Wednesday, July 11, 2007

The Rube Goldberg North End public relations machine


It's now obvious that the developer and the town planner are waging a public relations war to get the citizens of Middletown on board with the Liberty Square development, before it comes before the Planning and Zoning Commission.

The public relations is a bit clumsy when we have our town planner saying: "We needed to have an open and well-lit parking lot because of the perception and reality of crime in the area."

Again, I'm totally in favor of commercial/retail on that site. And the proposed plan is good, but as many people have said, it isn't perfect. And from my perspective, it's got some real problems that could easily be corrected.

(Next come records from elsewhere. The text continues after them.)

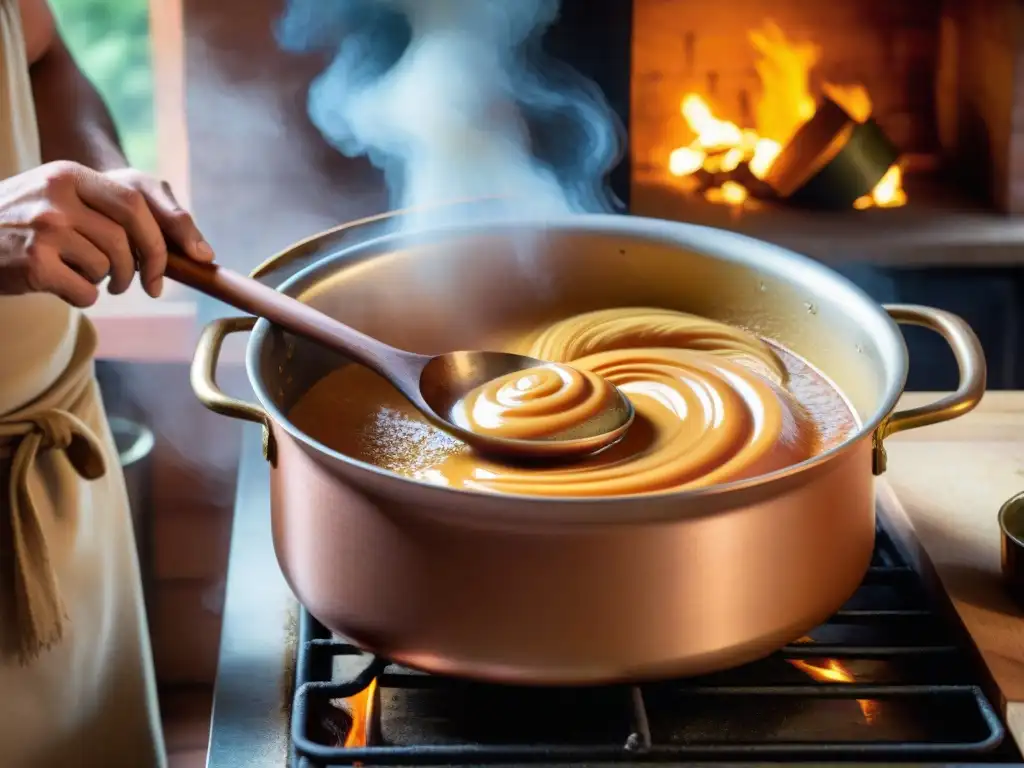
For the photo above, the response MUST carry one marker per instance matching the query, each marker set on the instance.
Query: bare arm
(74, 122)
(84, 215)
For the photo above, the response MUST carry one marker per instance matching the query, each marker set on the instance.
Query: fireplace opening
(719, 90)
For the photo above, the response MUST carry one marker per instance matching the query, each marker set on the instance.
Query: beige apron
(77, 686)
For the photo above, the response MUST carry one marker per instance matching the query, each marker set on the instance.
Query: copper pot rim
(770, 483)
(718, 244)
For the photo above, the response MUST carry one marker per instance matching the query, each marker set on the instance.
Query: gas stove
(891, 678)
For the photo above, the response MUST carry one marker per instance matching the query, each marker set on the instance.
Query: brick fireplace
(941, 76)
(946, 84)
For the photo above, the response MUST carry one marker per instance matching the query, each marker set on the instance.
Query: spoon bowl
(434, 384)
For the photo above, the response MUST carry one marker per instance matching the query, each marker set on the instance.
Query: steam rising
(455, 99)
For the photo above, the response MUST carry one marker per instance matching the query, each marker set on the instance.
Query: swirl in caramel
(714, 403)
(547, 402)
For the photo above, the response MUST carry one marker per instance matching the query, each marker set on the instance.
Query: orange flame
(786, 102)
(830, 671)
(360, 709)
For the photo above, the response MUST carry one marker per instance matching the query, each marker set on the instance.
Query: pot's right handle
(203, 376)
(970, 359)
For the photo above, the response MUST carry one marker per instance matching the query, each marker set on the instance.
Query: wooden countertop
(950, 479)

I'm not looking for perfect, I'm just looking for the city to ask the developer to make some relatively small alterations to make it safe for pedestrians, and the best for Middletown's Main Street streetscape.

Here's what I think needs to be done:

1. Delete the entrance and exit driveway which will cross Main Street. Our town planner says correctly that the new driveway (curb cut), will be a single driveway replacing three currently on the property. What he doesn't say is that two of the three on the property now are rarely used, and that in consolidating three down to one, it will actually increase traffic in the one driveway. In addition, a retail store and business offices will further increase the traffic. All of which will cross Main Street, which already has regular foot traffic, and where we hope to encourage more. It's a formula for a car vs. pedestrian accident.

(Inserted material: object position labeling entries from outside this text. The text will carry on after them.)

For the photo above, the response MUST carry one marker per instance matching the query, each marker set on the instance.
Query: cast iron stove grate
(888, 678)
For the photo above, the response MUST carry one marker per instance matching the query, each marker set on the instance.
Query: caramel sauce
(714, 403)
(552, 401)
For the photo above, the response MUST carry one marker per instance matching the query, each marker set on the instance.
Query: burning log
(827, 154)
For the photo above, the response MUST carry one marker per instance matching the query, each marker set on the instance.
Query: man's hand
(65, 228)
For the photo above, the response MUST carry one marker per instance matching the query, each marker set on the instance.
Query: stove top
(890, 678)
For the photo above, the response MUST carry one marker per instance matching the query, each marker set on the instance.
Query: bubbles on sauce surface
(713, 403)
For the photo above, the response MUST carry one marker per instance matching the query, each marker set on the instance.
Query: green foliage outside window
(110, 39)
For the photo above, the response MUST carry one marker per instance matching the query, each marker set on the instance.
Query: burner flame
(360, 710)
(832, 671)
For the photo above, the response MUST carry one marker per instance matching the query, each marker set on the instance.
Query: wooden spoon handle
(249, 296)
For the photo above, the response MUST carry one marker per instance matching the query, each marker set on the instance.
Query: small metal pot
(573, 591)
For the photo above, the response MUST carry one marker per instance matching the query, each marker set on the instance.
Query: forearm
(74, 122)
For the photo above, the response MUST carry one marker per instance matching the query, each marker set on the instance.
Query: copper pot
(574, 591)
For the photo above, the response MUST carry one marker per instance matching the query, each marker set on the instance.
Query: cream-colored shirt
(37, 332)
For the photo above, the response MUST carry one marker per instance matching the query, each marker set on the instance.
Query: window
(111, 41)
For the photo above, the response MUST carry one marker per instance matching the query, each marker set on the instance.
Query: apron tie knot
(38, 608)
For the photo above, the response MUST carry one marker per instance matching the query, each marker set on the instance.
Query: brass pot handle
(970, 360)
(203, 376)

Solution: Make exit and entrances over the less-pedestrian traveled Liberty Street. The affected area of Liberty Street could be widened to make it a two-way street for entrance and exit from the new parking area.

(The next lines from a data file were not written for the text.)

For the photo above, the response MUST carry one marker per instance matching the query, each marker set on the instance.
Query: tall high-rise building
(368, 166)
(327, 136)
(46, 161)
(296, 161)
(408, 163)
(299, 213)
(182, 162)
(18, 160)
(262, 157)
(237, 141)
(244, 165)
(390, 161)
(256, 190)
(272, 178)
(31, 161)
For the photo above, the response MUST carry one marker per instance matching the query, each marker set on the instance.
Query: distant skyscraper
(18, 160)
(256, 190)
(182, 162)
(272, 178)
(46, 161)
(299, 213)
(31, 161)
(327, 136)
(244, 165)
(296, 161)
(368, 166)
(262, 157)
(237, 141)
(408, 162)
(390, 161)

2. Do not place surface parking adjacent to the Main Street sidewalk. Almost universally, progressive urban planners, especially those who value pedestrian traffic on main downtown thoroughfares, indicate that surface parking adjacent to sidewalks is extremely detrimental to luring foot traffic. Such surface parking also interrupts the kind of streetscape where buildings line a steet to draw pedestrians from store front to store front. A 100ft gap will be created on Main Street, and decorative walls and buffer plantings do not solve the problem.

Solution: A simple re-design of the building from a square to a rectangle will solve the problem.

3. Do not replace a historically-significant building with 10 blacktop spaces in a surface parking lot. The building at 9 Liberty is the former Methodist Chapel. It's 150 years old and is fully-inventoried in the National Register of Historic places. The town plans to move the building to Rapallo Avenue to create new residential space. Fine, if the building were not to be replaced with blacktop.

Solution: Leave the building where it is, and rehab it for residence at the location.